その際、従兄弟へ事情を説明することになるのですが、下手な説明をすると揉める場合も十分想定できます。

そのため、疎遠になったとはいえ、名義変更の承諾を求める際は、頭を下げて、祖父が亡くなった段階で、従兄弟の父親もBさんの父親も家を相続することを了解していたが、この度、Bさんの親が無くなり家を売りたいが名義が祖父のままなので名義変更を行う必要がある。

その際、従兄弟の承諾が必要なので、お手数だが印鑑証明書と実印を押印して欲しい。とお願いしていただきました。

この時、従兄弟も相続する権利があるため、売却代金の一部を要求されるのではないか?と心配されたようですが、祖父が亡くなってからBさんの親がずっと暮らしていたため何の疑いもなく承諾いただきました。

今回は、はんこ代という名目で数万円の商品券を渡しただけで済みましたが、いつもうまくいくとは限りません。

Bさんの父親が祖父から譲ってもらったわけですが、手続きに不備があったとは言え、法律上は従兄弟にも権利がありますので、権利を放棄して頂く必要があるわけです。

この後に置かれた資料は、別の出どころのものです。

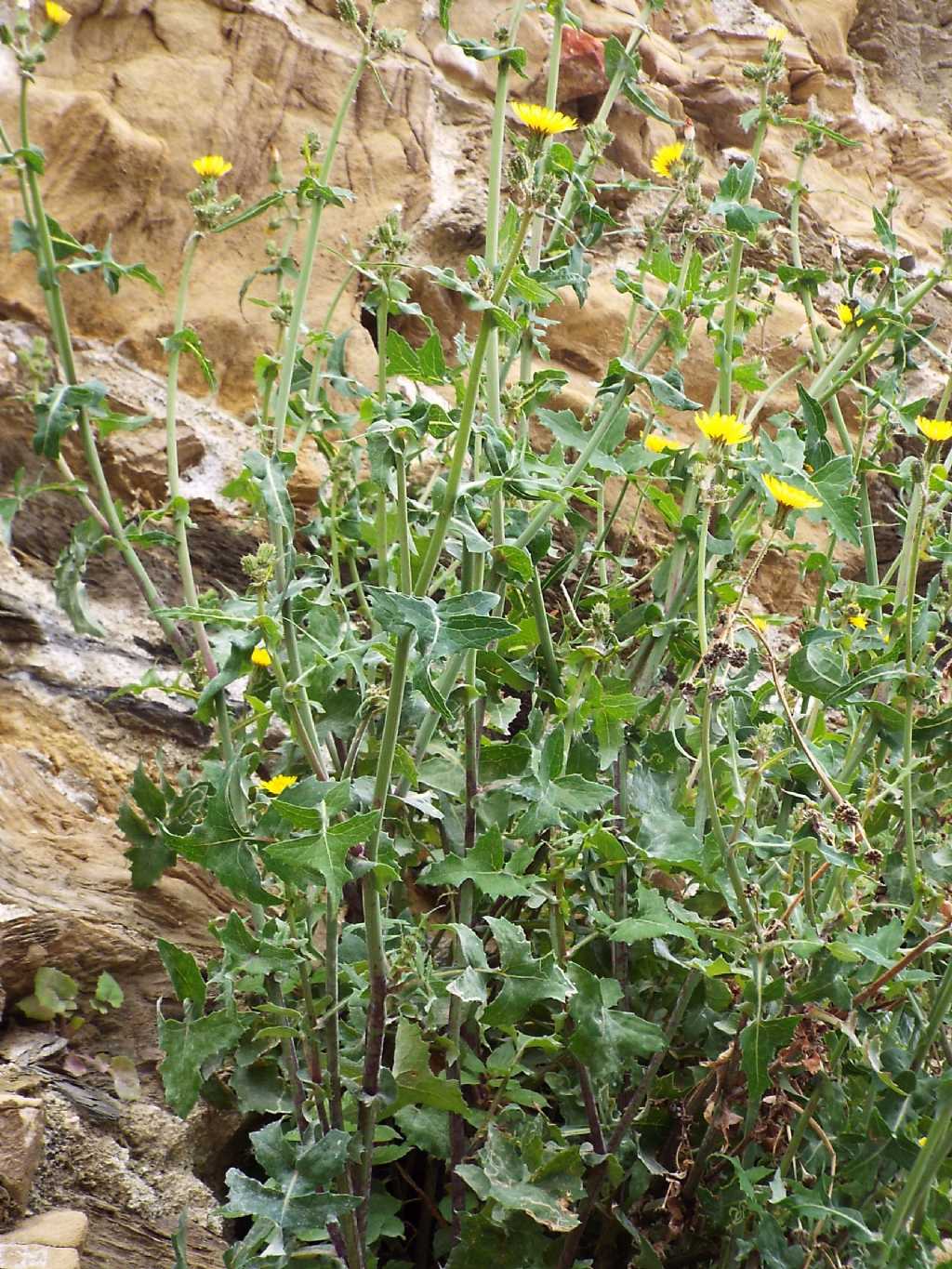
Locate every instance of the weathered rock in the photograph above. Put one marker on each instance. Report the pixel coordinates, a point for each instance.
(108, 112)
(20, 1143)
(18, 1257)
(62, 1227)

不動産名義変更は手続きが煩雑なので相続人探しから法務局への書類作成に至るまで司法書士に依頼するのが一般的です。しかし、従兄弟への事情を説明するのは、Bさんが行うべきでしょう。

不動産名義変更には、実印や印鑑証明が必要ですし、手続きに時間がかかるため、承諾した証として、いくらかの謝礼は用意する必要があります。

そうしないと、いざ承諾をもらったとしても周辺が相続するための権利が半分存在することや家を売った際に何割かは払うべきだ。などと主張されます。相続をめぐるトラブルは非常に多いからです。

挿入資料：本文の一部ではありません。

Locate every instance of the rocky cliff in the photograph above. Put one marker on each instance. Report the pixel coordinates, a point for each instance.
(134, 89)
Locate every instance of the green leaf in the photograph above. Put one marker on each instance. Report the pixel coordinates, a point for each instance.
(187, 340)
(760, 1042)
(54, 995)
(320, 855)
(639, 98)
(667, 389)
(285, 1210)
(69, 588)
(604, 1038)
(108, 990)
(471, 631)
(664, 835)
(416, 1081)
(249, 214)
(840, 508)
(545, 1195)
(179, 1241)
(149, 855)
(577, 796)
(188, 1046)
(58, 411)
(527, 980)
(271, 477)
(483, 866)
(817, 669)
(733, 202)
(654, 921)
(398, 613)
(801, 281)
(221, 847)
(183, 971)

今回のケースは、伯父さんが長く住んでいたこともあって、伯父さんの家族が相続するのは当然という意識があったため、スムーズにいったかのように見えましたが、やはり数万円の謝礼のみで、Bさんが家を持っていった。と親戚中から噂になったようです。

そこで、家を売るのは早い方が良いと提案しました。Bさんへは、築年数も30年以上は経過しており、更地として売った方が早く買主が見つかると提案しました。

更地になったことで、売却期間が長引くと古家付よりも固定資産税が高くなるといったデメリットはあります。

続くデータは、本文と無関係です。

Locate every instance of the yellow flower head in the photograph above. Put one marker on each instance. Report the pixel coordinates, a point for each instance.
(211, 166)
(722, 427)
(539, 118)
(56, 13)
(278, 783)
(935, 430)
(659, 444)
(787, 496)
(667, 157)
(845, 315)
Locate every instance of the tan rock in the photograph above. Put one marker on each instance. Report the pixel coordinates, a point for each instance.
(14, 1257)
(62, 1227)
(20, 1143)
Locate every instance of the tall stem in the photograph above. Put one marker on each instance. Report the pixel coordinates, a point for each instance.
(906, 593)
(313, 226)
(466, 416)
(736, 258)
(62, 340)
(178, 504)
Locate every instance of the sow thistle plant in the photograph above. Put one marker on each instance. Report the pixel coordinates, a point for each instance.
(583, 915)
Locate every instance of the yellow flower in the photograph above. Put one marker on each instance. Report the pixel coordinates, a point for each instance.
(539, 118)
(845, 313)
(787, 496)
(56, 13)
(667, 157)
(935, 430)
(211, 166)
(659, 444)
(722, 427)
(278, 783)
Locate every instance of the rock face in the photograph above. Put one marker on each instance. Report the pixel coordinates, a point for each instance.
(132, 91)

しかし、周囲からのやっかみとも言える噂を消すためにも、短期間で売り切ることにしました。結果、わずか2ヶ月という異例のスピードで引き渡しまでの手続きが完了しました。買主が現金買いというのが功を奏しました。

このように名義変更が必要な訳あり物件を売るためには、「訳あり物件の売却に長けた不動産会社」へ依頼するのが一番です。